Reading from a socket: first characters, then octets

S

Stefan Ram

When a client sends an HTTP PUT request to my web server,
I start to read characters from the socket:

this.br =
new java.io.BufferedReader
( new java.io.InputStreamReader
( socket.getInputStream(), "ANSI_X3.4-1968" ));

But sometimes, after the initial text, the socket will
change to emit binary data (octets), that is, it will
send me the actual data of the PUT request during the
same transmission (TCP session).

The read()-method of the InputStreamReader will give
me a converted character. But I need unconverted octets
from this point on. With the above code, Java will
convert some octets and modify their values, so that
the binary data will become corrupted.

When I start then to use the read()-method of the
socket.getInputStream(), I might miss some octets which where
already read by the InputStreamReader or the BufferedReader.
But I also want to have buffering, because I/O usually is
slower without buffering.

Is there already a well-known solution to such a problem,
that is, switch from text to binary mode when reading from
a socket?

One possibility would be an encoding name that hints to
Java to treat 0A and 0D as line seperators, but otherwise
not to modify octet values, when converting octets to
characters. Then I could read the octets as characters.
(Or do I have to write a custom CharsetDecoder for this?)
 
M

markspace

Stefan said:
In the meantime, I have written a workaround that reads
only octets (binary data) from the socket and uses a
custom method (instead of a Reader from java.io) to
break lines from the binary data.


This is basically what I was going to suggest. Read the data as byte.
Then from a buffer, make an InputStream that reads from the buffer.
Wrap this in a Reader of some sort to read character data. If you want
to change character encodings or switch to binary, toss out the the
InputStream & Reader pair and make a new one.

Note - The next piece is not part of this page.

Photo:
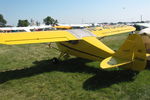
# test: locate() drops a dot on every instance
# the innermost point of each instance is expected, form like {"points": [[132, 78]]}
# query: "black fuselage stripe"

I have incomplete code around here that does this, although it's still
being noodled around with. Your custom code is probably good enough for
now.
 
R

Roedy Green

But sometimes, after the initial text, the socket will
change to emit binary data (octets), that is, it will
send me the actual data of the PUT request during the
same transmission (TCP session).

Read it with a DataInputStream. To read the char data, collect bytes
with readUnsignedByte, readByte or read and write them to a
ByteArrayOutputStream, and process the binary with the DataInputStream
methods. Then when you have all the text, read it with a Reader.

See http://mindprod.com/applet/fileio.html for sample code.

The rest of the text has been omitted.